The droplet radius adopted is a little smaller than the measured droplet sizes in the operating turbines reported. This size was selected to avoid the possibility of secondary nucleation experienced in the equipment with larger droplet diameters (Bakhtar *et al.* 1999). On the other hand, the wetness fraction adopted is lower than that experienced in the wet stages of steam turbines. As the dominating factor is the surface area presented by the droplets, the combination of droplet size and wetness fraction adopted yields droplet surfaces which are larger than those experienced in operating turbines by a small factor. The effect of this disparity on the extremely high calculated amplification rates is expected to be small.

To investigate the stability of the flow at higher Mach numbers and to verify that, at the range of conditions considered, the effect on flow stability of the gradients of flow properties in the direction of the flow were small, the second nozzle had an angle of divergence of 4° and exit Mach number of approximately 1.44.

Temporal stability calculations were carried out for the data from both nozzles. At the same Mach numbers, the stability characteristics of the flow conditions from both nozzles were identical. The angle of divergence of the second nozzle was considerably larger than that of the first nozzle. Consequently, the gradients of the flow properties in both the flow direction and across the channel were higher for the second nozzle. The identity of the results demonstrates that the effect of the gradients of the flow properties in both directions on the stability of the flow is small and their neglect in the analysis is justified. Consequently, the spatial stability calculations were carried out for the data from the first nozzle only.

### (a) Temporal stability of the flow

#### (i) Flow in first nozzle

The variations of Mach number along the centre line of the first nozzle are shown in figure 1. Six axial stations, indicated in figure 1, were chosen for the stability analysis. The midstream Mach numbers at each station are given in the figure caption.

The results of the temporal growth calculations for the first nozzle are plotted as amplification factor and disturbance frequencies as functions of wavelength in figure 2*a*,*b*, respectively, and the variations of amplification rate with frequency are plotted in figure 2*c*. The numbers on the graphs refer to positions in the nozzles and the corresponding Mach numbers are given in the figure caption.

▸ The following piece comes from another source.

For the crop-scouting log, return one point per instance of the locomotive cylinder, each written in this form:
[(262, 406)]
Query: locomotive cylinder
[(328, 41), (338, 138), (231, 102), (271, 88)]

It will be seen from figure 2*a* that, at any specific Mach number, there exists a critical wavelength below which the flow is stable, but, once the critical wavelength is exceeded, the flow amplifies disturbances very highly at all Mach numbers. The amplification rate increases with increases in Mach number in the subsonic range. It is highest in the Mach number range between the equilibrium and frozen speeds of sound but it then decreases with increases in Mach number in the supersonic range; even where the Mach number is 0.424 the amplification rate is 39 000 s^{−1}.

The variation of frequency of oscillations with wavelength is shown in figure 2*b*. It will be noted that, for each wavelength, there is only one frequency of oscillations which causes the flow to become unstable. Conversely, for each frequency of disturbances there is only one wavelength which leads to instability.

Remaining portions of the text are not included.